In every action or proceeding, civil or criminal, for libel or slander, the defendant may, with his or her plea of not guilty or his answer, file a written notice that he or she will prove the truth of the publication charged as libelous, or of the words charged as slanderous, and in such case may, upon the trial, give the truth in evidence, without any special plea of justification or affirmative defense in his or her answer; and the truth, unless published or uttered from malicious motives, shall be sufficient defense to the person charged.
(C.P.A. 1905, § 286; G.L. 1909, ch. 288, § 2; G.L. 1923, ch. 338, § 2; G.L. 1938, ch. 520, § 2; G.L. 1956, § 9-6-9; P.L. 1965, ch. 55, § 16.)
Terms Used In Rhode Island General Laws 9-6-9. Truth as defense to libel or slander
- answer: The formal written statement by a defendant responding to a civil complaint and setting forth the grounds for defense.
- defendant: In a civil suit, the person complained against; in a criminal case, the person accused of the crime.

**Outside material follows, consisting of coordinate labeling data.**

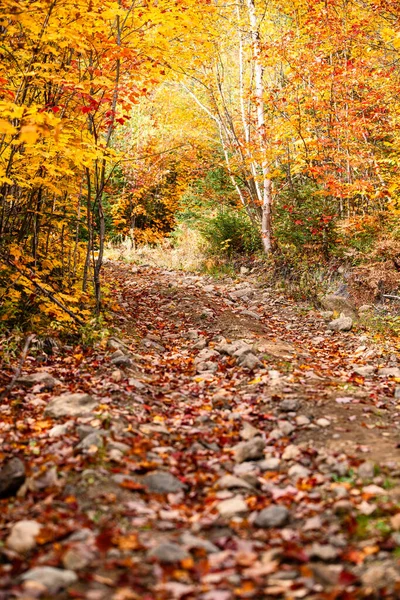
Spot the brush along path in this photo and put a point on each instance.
(226, 445)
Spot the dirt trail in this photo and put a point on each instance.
(230, 449)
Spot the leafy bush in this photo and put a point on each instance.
(231, 232)
(305, 219)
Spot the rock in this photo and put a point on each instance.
(286, 427)
(380, 576)
(249, 361)
(193, 542)
(201, 344)
(248, 432)
(273, 516)
(327, 575)
(232, 506)
(289, 405)
(365, 308)
(59, 430)
(77, 558)
(343, 323)
(228, 482)
(327, 314)
(162, 482)
(389, 372)
(298, 472)
(70, 405)
(122, 361)
(324, 552)
(93, 440)
(364, 371)
(339, 304)
(291, 452)
(366, 470)
(23, 536)
(168, 553)
(12, 476)
(51, 578)
(41, 378)
(270, 464)
(251, 450)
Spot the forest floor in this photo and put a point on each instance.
(225, 446)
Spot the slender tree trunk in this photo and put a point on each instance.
(266, 225)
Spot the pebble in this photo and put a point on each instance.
(366, 470)
(251, 450)
(291, 452)
(168, 553)
(248, 432)
(323, 422)
(228, 482)
(232, 506)
(23, 536)
(12, 476)
(273, 516)
(289, 405)
(70, 405)
(51, 578)
(162, 482)
(298, 472)
(270, 464)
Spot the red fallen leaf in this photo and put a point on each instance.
(104, 541)
(347, 578)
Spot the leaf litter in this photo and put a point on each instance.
(223, 446)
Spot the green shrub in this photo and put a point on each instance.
(231, 233)
(305, 219)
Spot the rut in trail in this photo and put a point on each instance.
(225, 445)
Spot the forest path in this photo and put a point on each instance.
(230, 448)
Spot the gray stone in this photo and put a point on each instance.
(339, 304)
(289, 405)
(324, 552)
(77, 558)
(162, 482)
(70, 405)
(228, 482)
(343, 323)
(95, 439)
(249, 361)
(23, 536)
(273, 516)
(232, 507)
(41, 378)
(51, 578)
(389, 372)
(193, 542)
(286, 427)
(251, 450)
(298, 472)
(248, 432)
(364, 370)
(270, 464)
(168, 553)
(12, 476)
(122, 361)
(366, 470)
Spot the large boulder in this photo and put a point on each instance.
(339, 304)
(70, 405)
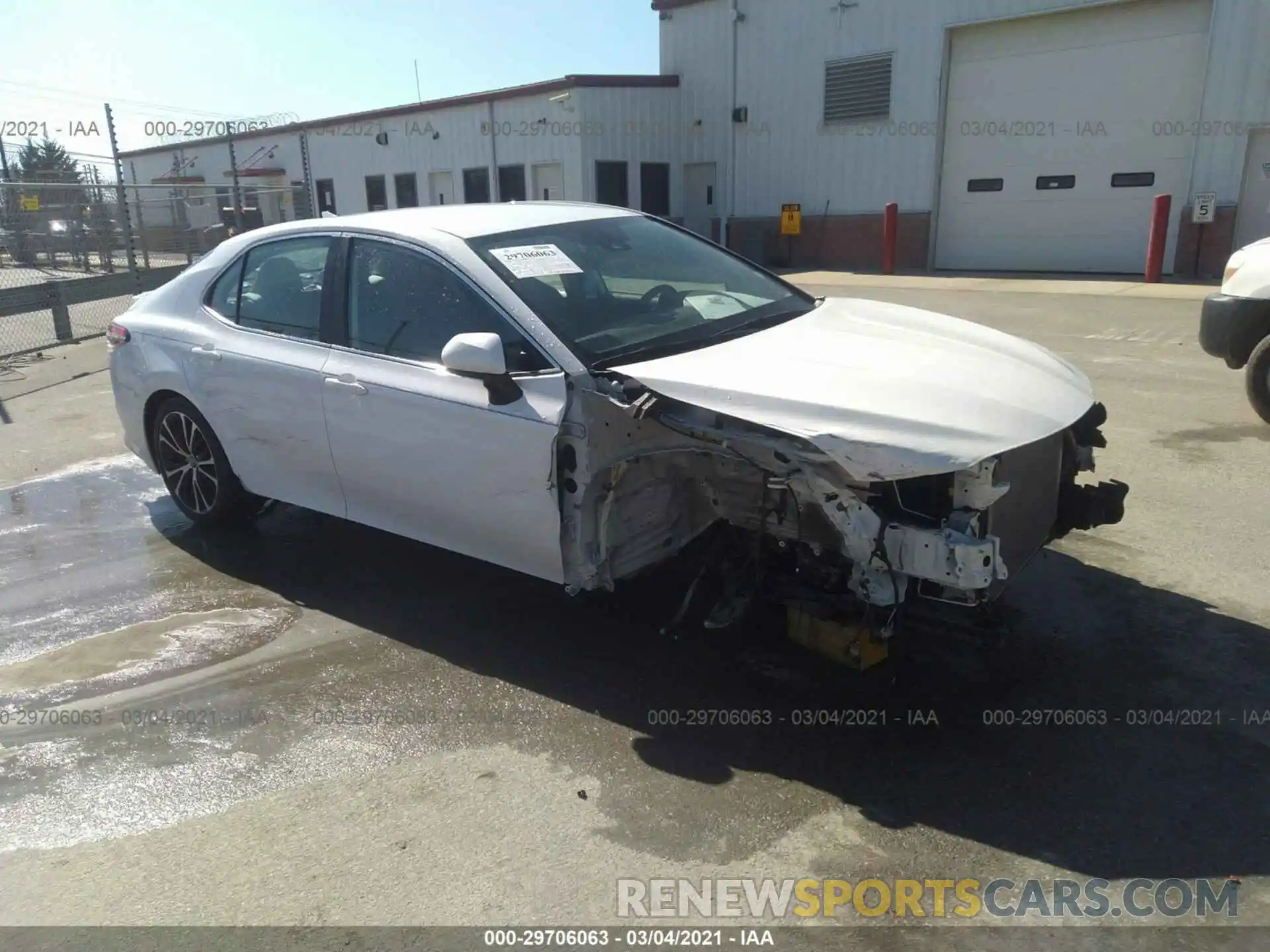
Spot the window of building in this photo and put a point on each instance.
(511, 183)
(857, 88)
(611, 184)
(476, 186)
(654, 188)
(984, 186)
(1133, 179)
(376, 193)
(404, 303)
(325, 196)
(407, 188)
(1052, 182)
(282, 286)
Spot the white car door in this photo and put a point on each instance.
(257, 376)
(425, 452)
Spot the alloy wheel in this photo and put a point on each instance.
(187, 462)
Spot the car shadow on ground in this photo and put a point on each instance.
(1114, 800)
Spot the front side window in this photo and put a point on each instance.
(403, 303)
(629, 287)
(281, 290)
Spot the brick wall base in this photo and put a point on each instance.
(1216, 244)
(850, 241)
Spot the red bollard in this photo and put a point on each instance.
(889, 230)
(1159, 238)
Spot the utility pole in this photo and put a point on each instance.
(125, 219)
(238, 196)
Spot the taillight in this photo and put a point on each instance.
(117, 334)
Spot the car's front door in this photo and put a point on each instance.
(423, 452)
(258, 380)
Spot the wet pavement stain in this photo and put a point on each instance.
(95, 597)
(1194, 444)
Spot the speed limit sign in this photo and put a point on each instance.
(1205, 207)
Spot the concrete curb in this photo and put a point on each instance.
(1015, 286)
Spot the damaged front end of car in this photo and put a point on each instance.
(642, 476)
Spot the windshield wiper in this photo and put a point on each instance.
(667, 348)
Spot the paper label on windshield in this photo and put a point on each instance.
(535, 260)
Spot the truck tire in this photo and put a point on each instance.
(1259, 380)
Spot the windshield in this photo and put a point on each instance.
(625, 288)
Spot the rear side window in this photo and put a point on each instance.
(281, 287)
(224, 298)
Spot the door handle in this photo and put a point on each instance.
(349, 385)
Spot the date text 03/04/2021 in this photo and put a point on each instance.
(634, 938)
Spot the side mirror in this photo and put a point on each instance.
(476, 354)
(482, 356)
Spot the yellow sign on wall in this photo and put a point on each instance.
(792, 220)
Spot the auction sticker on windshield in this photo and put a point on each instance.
(535, 260)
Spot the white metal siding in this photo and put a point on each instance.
(785, 154)
(1238, 95)
(1079, 95)
(634, 126)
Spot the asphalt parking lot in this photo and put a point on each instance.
(527, 774)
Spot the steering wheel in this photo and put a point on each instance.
(662, 298)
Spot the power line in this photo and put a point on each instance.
(11, 143)
(81, 97)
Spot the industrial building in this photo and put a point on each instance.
(1014, 135)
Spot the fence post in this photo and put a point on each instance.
(889, 229)
(142, 221)
(62, 314)
(125, 218)
(1159, 238)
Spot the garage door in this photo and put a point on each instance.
(1061, 130)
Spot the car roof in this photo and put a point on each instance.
(469, 221)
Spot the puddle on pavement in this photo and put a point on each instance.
(95, 596)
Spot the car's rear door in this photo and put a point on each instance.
(423, 452)
(257, 375)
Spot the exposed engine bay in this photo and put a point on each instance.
(642, 476)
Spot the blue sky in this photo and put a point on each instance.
(240, 59)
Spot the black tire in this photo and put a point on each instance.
(194, 469)
(1257, 380)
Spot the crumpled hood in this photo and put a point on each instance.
(888, 391)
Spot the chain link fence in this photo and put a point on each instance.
(74, 254)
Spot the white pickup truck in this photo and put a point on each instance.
(1235, 323)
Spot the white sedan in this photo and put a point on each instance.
(581, 393)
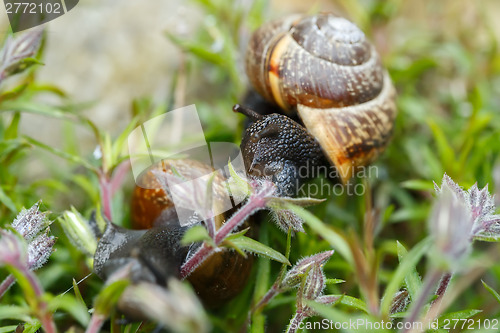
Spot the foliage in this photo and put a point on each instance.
(384, 267)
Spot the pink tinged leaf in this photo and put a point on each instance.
(296, 273)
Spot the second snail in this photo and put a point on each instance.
(322, 67)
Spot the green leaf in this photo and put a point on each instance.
(302, 202)
(487, 238)
(11, 131)
(418, 185)
(72, 158)
(464, 314)
(32, 107)
(334, 281)
(353, 302)
(14, 312)
(492, 291)
(253, 246)
(109, 296)
(261, 285)
(71, 305)
(405, 267)
(445, 150)
(197, 233)
(412, 279)
(238, 185)
(336, 240)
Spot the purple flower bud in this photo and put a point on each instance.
(450, 225)
(16, 50)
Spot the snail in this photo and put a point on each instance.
(324, 68)
(155, 250)
(321, 66)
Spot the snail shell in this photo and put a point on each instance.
(324, 67)
(221, 276)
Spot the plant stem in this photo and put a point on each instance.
(295, 322)
(6, 284)
(266, 298)
(442, 287)
(196, 259)
(256, 202)
(95, 323)
(430, 281)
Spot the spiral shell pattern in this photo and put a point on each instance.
(324, 67)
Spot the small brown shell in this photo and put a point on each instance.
(324, 67)
(223, 275)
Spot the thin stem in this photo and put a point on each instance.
(6, 284)
(266, 298)
(430, 281)
(203, 252)
(95, 323)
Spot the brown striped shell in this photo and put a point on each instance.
(324, 67)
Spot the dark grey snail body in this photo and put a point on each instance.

- evidence: Information presented in testimony or in documents that is used to persuade the fact finder (judge or jury) to decide the case for one side or the other.
- person: extends to and includes co-partnerships and bodies corporate and politic. See Rhode Island General Laws 43-3-6
- plea: In a criminal case, the defendant's statement pleading "guilty" or "not guilty" in answer to the charges, a declaration made in open court.
- trial: A hearing that takes place when the defendant pleads "not guilty" and witnesses are required to come to court to give evidence.